My name is Katie Walter, and I’ve been a parishioner at St. Stan’s since 2005. My husband and I have attended St. Stan’s for a few years longer than that, but we didn’t officially “join” until we were preparing for our wedding and Father John Clay said we should probably join. When I asked why, he said so we could get on the mailing list. It was an awesome response, to me, because it felt like an invitation rather than a mandate, which sums up every interaction I’ve had with him and the parish in almost 20 years.
Today is April 7, 2020, and we’re nearly a month into extreme social distancing here in Minnesota. The news anchors are still saying that they are working from home out of an abundance of caution, but as this wears on that sounds more and more quaint. I have a third- and fifth-grader and my lovely husband at home with me. We’re working through lots of big feelings, enjoying more family walks and cribbage, but also keenly aware of the people we miss. And for an 11-year-old on the verge of flying into middle school, the loss of liberty is especially painful.
Social media and the news and my friends offer a lot of tools to deal with my big feelings and to ward off boredom. We have therapists and family and friends in our corner to help us manage the overwhelm, anxiety and excess energy. I have big tools like my breath and the love that lives in my house to help me stay grounded.
I’ve learned over the past few years of reflection and meditation that the most important tool that I have: my understanding that I am loved, that, as Father Clay says, I am surrounded by love, a love we name God. That love embraces me, cradles me, cares for me. That while there are no guarantees that things will be okay, it is always guaranteed that God’s love is there and will see me through the next hard thing.

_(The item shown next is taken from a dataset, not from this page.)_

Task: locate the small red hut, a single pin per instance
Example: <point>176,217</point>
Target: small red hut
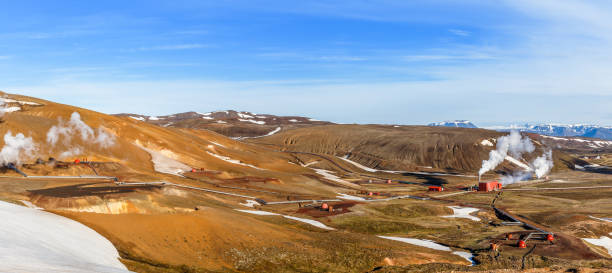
<point>489,186</point>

Longtime members of St. Stan’s will recognize some of the language above from Father’s homily meditations. While he stepped back from the parish a couple of years ago, we can still tap into his wisdom on the regular: he has published four books and that transcripts and recordings of his homilies are available online.

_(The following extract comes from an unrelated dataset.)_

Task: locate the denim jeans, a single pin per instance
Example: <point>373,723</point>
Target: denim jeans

I keep wondering what Father Clay would say to us now, if he were still saying Mass. I realized that it may be time for me to use the tools and wisdom he has already given me and apply them to the feelings and challenges of a global pandemic. So, I am committing to writing as a way to stay connected to God’s love, and to connect Father Clay’s wisdom to my own life in the present moment. And I’m doing it on a blog just in case others can benefit from it.

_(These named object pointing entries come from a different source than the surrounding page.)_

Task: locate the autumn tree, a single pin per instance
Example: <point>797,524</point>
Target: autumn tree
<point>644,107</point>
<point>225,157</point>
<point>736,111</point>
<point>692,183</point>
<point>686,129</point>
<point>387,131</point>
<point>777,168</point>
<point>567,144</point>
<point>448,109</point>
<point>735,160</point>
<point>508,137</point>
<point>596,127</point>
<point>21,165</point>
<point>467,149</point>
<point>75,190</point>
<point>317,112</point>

My intention is to include an excerpt from Father Clay in each post, along with a story or connection to my own journey. I’ll cite the books or online posts they come from. I welcome suggestions and submissions
I’m not Father Clay, but I carry 15 years of his love and support in me, and I am using it to connect to the love that is God. I will work to trust that God’s will will be done and to stay grounded and love-filled as much as I can.